黑衣戴斗笠的女子歎道:「梁奇岳,你也算得上是一代奇人了,可似你這般癡苦了前半生,算計了後半生,從頭到尾都是為他人做嫁衣,可很有趣麼?」搖搖頭,再歎一歎,對那迷睡中的高晉平道:「你也莫要怨了,算計你的人可也不比你幸福到哪裡去,你做的一切只是為了你自己,他做得卻儘是為了別人,如此算來,他便是算計了你,你也怨不得他了……」當下起身,到了那小肆之後,將一眾酒罐破,再取出火折子,只一晃,再點上,那小破肆立時燒起來了。黑衣戴斗笠的女子再無多想,俯過身子,將高晉平抱在懷中,只兩個起躍,人便就到了十丈開外。
絕情谷中,一大一小兩石屋,一間大屋,關著黃蓉,大武小武兄弟兩。一間小屋,卻是程英,楊過,陸無雙,和那個慕容昭月。
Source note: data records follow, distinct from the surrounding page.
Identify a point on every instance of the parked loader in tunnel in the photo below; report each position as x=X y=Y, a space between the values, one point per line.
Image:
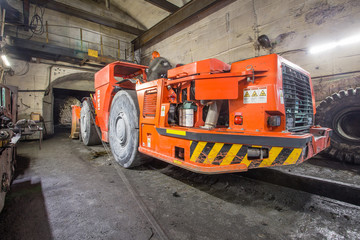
x=206 y=116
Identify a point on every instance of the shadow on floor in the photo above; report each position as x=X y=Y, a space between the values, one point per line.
x=24 y=215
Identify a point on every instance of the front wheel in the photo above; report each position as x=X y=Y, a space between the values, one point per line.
x=341 y=112
x=88 y=133
x=124 y=129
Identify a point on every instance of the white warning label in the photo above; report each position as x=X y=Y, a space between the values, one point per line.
x=162 y=111
x=281 y=96
x=255 y=95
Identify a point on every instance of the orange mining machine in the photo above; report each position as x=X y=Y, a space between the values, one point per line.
x=206 y=116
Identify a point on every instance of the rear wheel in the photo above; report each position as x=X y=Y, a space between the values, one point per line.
x=88 y=132
x=341 y=112
x=124 y=129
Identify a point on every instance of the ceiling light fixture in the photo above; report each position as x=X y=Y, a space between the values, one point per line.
x=5 y=60
x=331 y=45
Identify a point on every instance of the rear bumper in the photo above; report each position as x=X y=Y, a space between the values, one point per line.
x=221 y=153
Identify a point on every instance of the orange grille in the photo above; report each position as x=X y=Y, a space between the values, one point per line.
x=150 y=103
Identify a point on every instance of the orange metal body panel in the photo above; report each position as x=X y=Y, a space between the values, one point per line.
x=202 y=150
x=207 y=66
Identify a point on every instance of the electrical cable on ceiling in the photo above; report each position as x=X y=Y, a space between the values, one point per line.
x=24 y=70
x=37 y=22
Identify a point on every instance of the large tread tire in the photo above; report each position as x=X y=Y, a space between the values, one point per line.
x=124 y=129
x=88 y=133
x=341 y=112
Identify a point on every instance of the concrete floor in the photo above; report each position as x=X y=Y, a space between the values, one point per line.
x=68 y=191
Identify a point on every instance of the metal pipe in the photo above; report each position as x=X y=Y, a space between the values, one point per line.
x=213 y=114
x=81 y=38
x=47 y=32
x=3 y=23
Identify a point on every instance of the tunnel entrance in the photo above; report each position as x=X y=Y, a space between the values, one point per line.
x=60 y=94
x=63 y=99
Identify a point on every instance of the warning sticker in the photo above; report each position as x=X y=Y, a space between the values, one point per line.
x=281 y=96
x=255 y=95
x=162 y=111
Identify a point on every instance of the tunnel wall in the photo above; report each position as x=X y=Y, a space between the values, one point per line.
x=293 y=26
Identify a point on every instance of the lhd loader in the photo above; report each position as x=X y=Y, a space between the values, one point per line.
x=206 y=116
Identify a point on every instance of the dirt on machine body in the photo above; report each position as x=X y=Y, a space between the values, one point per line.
x=206 y=116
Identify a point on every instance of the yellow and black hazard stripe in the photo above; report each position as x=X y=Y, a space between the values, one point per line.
x=227 y=154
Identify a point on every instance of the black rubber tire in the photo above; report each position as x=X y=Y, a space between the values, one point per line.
x=88 y=133
x=124 y=129
x=341 y=112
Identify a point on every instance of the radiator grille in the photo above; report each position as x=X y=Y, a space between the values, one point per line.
x=297 y=99
x=150 y=103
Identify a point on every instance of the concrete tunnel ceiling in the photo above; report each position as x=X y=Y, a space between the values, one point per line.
x=144 y=12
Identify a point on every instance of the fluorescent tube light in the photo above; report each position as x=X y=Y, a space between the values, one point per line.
x=332 y=45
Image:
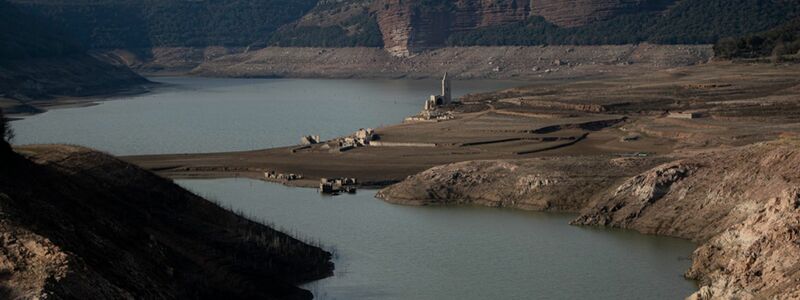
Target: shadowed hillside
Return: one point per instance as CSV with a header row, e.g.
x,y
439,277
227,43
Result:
x,y
39,62
78,224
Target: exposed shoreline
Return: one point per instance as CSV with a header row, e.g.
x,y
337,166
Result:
x,y
464,169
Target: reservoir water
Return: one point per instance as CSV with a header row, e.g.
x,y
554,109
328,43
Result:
x,y
382,251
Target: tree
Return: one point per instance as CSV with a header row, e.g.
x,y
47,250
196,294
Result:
x,y
6,131
778,52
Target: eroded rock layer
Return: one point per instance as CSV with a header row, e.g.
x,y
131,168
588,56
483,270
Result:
x,y
742,204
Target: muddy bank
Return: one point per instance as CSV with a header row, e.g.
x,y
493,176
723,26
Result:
x,y
740,203
79,224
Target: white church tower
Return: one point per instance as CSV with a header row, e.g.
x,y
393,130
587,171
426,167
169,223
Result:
x,y
446,97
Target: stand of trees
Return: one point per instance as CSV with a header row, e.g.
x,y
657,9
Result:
x,y
687,22
775,43
152,23
23,37
359,31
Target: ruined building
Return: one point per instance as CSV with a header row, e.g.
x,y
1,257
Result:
x,y
443,99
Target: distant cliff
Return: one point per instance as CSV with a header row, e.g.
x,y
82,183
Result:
x,y
37,62
407,26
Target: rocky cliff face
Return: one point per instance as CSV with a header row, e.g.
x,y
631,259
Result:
x,y
557,184
743,203
411,26
573,13
78,224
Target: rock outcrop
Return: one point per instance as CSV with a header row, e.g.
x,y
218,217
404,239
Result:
x,y
557,184
412,26
741,204
78,224
573,13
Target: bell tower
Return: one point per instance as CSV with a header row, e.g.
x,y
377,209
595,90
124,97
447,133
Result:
x,y
446,97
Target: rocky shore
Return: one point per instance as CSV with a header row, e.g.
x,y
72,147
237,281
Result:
x,y
79,224
744,212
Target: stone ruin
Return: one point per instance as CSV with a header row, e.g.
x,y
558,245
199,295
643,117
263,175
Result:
x,y
337,185
310,140
282,176
430,110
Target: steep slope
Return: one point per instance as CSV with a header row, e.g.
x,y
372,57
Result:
x,y
406,27
78,224
741,203
744,210
37,62
779,41
132,24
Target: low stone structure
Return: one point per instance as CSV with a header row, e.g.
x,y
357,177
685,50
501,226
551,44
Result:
x,y
310,140
337,185
684,115
272,175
這兩者之間對待可是有所差別,那大屋之中,黃蓉三人都是如意,行動自如,只將石門關著,一應弟子居外間守著。
小屋中,那可就不同,程英被縛於樁上,楊過與陸無雙都被吊起,身上纏滿了情花籐,但見兩人滿目紅白,大滴大滴的汗水從沒止過地從上方滴在地下,兩人身下已然濕了,特別是陸無雙,下邊俱都是她的汗水,同時不住繃緊身子,可見那情花之毒正自一遍遍地發作著。
唯一好的是那慕容昭月,此女斷了一臂,失血過多,這等斷臂之傷可非是小傷,等閒便是個大漢也是吃受不消,沒能力脫而死便算是身體能力強的了,現下她只是昏死,倒也不算是太過於嚴重!
正自此時,一個綠衣衫的少女提籃而來,那籃中飄散著食物香味,卻是送來飯食的。
這女子到了小石屋的門口,就見兩個綠衣男弟子上前道:「師姐,怎麼是你來了?」原來這人卻也不是別人,正是公孫綠萼,但見公孫綠萼歎道:「給他們送些飯菜……」
一男子道:「才關進來可也沒多久,大師姐,你可是對他們太好了!你也不是沒看見,那個小妮子,殺了我們多少人!」公孫綠萼一跺足道:「盡說混帳話,我們拿陣動刀的拿他們,可還不許他們還手麼?事情到了這個地步,可還不知道對方的底細,你們這樣對待他們,就不怕到時翻盤麼?」見這兩個弟子唯唯諾諾不由心中有氣道:「怎麼,是不是不想讓我進去?那也不難,你們說一聲就是了,我立時往回走,可不再來啦!」
這公孫綠萼雖說平素不怎麼得公孫止的歡喜,可她終是公孫止目前為止唯一的女兒,要是公孫止一旦有個三長兩短,這個絕情谷可還不是她公孫綠萼說得算?再說了,公孫綠萼平時一向有擔當,公孫止待門下甚嚴,出了什麼事兒,她免不了是要為其開脫一二的,是以,在眾谷中之人的心目中,她可是比那公孫止可親得多了,自然是不想得罪於她,當下道:「罷了,你且就進吧,只是要小心,這事谷主不問也還罷了,要是問起,我們也就只好實說了!」
公孫綠萼自然明白,當下道:「這我自然省得!」
兩個男弟子相互一看,當即打開了石門,放公孫綠萼進去。待得她進去之後,再將石門重又關上,一切盡顯得無人知曉。